Your example shows that you are comparing non-nested models: the df difference (shown in the Df column) is zero! All of the anova() framework (as discussed in the answers below) is framed around nested models. If you want to compare goodness-of-fit of non-nested models, you can use AIC (with caution) or the Vuong test ...
Ben Bolker over 11 years

I will post more of an answer later, but I also question your statistical approach -- this might be evolving into a stats.stackexchange.com question, but question are you trying to answer??
Atticus29 over 11 years

I am taking the advice of statistical geneticist, who wrote about this method in his Evolution paper in 1997. "The appropriate procedure is to test whether a multiple regression incorporating specific effects for each locus explains more variance than a simple regression on MLH". I don't think that the statistical approach is problematic...
Atticus29 over 11 years

Citation is David, P. 1997. Modeling the genetic basis of heterosis: tests of alternative hypotheses. Evolution 51:1049–1057.
Atticus29 over 11 years

Per a personal discussion with David a few months ago, "You don’t need to do that because the models are actually nested even if it’s not apparent. MLH is the sum of all single-locus heterozygosities so the regression reads fitness = alpha MLH + mu = alpha (H1+H2+H3…)+ mu the multiple regression with all single locus heterozygosities reads fitness = alpha1 H1 + alpha2 H2 + alpha3 H3 …+mu therefore the MLH regression is simply a special case of the multiple regression in which we impose alpha1=alpha2=alpha3=…; so the models ARE already nested."
Ben Bolker over 11 years

let us continue this discussion in chat

Atticus29 over 11 years

that's perfect, except I'm not quite sure how to actually implement that. I.e., do you happen to know the R syntax for it?
mathematician1975 over 11 years

Unfortunately it is years since I used R. As far as I recall, the glm.summary output used to provide everything that was needed for this calculation. Hopefully you will get an R specific answer rather than just theoretical.
Atticus29 over 11 years

Thanks, DWin! That answers my question!
Atticus29 over 11 years

the 1-pchisq() can't be right.
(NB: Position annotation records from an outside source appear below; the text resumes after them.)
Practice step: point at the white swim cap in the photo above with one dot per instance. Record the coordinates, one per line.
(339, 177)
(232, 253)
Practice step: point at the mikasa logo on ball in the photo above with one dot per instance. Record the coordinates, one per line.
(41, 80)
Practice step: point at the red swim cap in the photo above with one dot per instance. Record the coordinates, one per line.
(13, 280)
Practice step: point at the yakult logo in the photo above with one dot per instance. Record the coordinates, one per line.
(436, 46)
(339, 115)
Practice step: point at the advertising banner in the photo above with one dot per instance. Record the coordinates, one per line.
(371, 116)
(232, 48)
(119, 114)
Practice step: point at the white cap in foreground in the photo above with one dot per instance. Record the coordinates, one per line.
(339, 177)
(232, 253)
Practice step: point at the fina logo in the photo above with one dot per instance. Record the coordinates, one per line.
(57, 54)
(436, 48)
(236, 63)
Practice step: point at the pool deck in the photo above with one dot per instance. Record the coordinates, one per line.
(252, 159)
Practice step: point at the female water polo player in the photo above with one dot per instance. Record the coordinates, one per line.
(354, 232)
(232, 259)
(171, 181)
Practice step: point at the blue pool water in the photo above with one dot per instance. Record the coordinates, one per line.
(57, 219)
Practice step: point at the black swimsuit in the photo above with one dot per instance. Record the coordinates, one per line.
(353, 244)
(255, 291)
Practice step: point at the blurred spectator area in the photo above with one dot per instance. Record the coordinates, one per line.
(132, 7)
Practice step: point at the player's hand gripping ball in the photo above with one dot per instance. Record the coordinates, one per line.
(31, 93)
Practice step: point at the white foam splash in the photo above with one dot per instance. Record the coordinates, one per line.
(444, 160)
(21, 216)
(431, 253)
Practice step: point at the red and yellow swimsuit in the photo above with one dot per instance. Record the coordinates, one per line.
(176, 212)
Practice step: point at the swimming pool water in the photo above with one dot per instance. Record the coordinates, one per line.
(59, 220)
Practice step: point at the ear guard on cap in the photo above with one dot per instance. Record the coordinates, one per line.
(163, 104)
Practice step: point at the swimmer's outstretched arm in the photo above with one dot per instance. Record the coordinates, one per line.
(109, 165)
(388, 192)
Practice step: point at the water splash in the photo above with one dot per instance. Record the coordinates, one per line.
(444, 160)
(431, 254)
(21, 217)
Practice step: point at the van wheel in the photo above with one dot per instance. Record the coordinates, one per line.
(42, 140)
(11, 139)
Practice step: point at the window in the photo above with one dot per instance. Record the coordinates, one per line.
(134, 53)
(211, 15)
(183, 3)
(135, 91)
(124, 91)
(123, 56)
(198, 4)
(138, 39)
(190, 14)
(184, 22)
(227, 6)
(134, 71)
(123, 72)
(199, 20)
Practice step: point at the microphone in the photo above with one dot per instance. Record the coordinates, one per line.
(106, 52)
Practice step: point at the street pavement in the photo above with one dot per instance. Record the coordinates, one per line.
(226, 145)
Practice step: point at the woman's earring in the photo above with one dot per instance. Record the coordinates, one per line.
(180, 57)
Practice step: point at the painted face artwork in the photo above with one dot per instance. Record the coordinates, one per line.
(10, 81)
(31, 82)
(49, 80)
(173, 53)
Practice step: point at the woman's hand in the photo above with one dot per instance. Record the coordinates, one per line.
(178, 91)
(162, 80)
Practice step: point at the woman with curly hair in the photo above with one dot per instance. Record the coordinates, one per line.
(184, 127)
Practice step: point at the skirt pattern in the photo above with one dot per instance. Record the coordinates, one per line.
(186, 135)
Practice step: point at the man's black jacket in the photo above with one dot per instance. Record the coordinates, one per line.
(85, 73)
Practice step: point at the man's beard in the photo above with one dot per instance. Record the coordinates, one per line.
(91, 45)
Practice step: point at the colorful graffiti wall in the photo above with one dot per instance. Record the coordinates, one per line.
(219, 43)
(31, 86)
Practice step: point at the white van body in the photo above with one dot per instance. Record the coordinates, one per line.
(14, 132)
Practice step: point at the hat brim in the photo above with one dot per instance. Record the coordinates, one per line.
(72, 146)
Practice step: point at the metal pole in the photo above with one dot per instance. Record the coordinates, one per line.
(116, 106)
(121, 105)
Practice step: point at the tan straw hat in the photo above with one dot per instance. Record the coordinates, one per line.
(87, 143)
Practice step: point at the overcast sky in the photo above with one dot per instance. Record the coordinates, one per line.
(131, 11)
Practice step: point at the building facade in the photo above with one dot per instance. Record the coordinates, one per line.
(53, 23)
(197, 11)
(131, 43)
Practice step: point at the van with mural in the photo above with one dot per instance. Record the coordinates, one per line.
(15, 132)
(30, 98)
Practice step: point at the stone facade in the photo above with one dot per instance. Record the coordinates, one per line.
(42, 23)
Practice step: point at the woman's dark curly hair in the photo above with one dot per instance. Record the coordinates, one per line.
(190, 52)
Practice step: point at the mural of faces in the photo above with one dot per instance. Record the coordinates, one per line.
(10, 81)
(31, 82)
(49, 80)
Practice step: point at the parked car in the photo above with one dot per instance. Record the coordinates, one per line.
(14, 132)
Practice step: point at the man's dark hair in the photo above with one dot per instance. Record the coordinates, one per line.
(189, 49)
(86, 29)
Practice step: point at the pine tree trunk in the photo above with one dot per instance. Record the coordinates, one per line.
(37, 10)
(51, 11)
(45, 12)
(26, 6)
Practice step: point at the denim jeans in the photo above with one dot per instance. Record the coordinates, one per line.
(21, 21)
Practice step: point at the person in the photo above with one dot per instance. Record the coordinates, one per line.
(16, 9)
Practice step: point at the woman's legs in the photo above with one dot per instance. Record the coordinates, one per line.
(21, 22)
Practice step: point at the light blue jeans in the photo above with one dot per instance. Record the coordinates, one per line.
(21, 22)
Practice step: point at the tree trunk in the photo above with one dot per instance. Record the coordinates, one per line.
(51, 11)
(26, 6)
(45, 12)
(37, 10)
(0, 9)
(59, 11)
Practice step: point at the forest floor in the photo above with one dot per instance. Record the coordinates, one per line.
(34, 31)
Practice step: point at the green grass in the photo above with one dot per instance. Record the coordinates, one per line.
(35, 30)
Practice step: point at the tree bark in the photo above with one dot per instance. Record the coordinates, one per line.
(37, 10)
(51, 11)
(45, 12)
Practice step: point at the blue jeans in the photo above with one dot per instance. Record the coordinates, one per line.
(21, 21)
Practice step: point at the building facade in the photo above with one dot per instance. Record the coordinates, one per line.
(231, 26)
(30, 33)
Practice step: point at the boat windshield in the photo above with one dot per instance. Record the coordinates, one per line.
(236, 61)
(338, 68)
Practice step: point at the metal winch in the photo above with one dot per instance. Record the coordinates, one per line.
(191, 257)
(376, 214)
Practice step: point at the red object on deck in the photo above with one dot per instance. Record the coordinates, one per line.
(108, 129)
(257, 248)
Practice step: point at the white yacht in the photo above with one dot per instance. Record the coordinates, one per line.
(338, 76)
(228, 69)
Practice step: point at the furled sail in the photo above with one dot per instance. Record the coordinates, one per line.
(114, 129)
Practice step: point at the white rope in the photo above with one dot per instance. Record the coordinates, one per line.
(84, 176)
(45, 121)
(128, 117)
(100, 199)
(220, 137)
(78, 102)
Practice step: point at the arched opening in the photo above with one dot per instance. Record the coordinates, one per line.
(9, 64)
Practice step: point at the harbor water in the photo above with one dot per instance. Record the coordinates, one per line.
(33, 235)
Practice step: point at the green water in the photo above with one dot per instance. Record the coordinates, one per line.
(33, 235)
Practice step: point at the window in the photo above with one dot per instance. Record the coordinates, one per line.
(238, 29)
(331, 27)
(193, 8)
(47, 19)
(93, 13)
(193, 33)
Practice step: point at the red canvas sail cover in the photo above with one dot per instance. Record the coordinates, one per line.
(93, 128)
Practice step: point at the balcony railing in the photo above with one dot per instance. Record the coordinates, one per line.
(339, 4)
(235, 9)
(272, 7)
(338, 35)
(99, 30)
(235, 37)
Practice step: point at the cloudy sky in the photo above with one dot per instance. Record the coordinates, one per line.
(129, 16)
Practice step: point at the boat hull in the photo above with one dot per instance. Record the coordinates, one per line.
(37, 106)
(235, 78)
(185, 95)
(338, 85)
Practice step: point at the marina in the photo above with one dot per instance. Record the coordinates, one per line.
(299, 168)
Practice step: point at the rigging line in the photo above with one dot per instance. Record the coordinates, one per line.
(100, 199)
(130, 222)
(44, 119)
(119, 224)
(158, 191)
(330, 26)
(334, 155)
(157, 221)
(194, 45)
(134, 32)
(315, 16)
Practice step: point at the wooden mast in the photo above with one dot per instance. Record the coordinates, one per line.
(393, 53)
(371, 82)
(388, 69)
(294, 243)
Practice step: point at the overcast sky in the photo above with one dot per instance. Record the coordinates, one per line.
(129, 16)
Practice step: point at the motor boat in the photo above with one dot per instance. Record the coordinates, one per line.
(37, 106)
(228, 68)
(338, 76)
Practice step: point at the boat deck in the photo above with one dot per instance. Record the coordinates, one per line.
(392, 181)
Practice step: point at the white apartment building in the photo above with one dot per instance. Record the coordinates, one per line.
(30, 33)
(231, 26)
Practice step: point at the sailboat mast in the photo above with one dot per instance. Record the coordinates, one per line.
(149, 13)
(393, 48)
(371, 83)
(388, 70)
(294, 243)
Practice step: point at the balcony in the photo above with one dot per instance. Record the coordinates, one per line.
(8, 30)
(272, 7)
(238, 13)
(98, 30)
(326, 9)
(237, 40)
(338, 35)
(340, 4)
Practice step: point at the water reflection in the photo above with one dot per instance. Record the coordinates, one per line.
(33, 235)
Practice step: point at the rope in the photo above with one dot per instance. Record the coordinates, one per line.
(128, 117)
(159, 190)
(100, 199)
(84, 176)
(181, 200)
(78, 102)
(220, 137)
I've run simulations with completely scrambled data (i.e., there should be no significant difference between the two models, because neither model successfully predicts the response), and the reported p-value is consistently "0". Are you sure it's not just pchisq() in this case?
IRTFM over 11 years

I am quite sure that 1-pchisq(3.84,1) returns 0.05. You need to make sure you are putting the absolute value of the correct deviance difference in the first argument and the correct degrees of freedom in the second. The order of the model arguments will flip the sign of the anova $Deviance results but the abs() should take care of that.
Atticus29 over 11 years

Point taken. Absolute values are there. Hmm... ok I just specifically designated the second argument as "df=model$DF[2]", and that cleared it up. Interesting...
Ben Bolker over 11 years

This is a somewhat pathological example! For reasons that I don't yet understand, the treatment variable is redundant (has exactly zero predictive power), so R doesn't print the chisq p-value even when it is requested. glm.D93.i <- glm(counts~1,family=poisson); anova(glm.D93.i,glm.D93.o,test="Chisq") is somewhat easier to understand.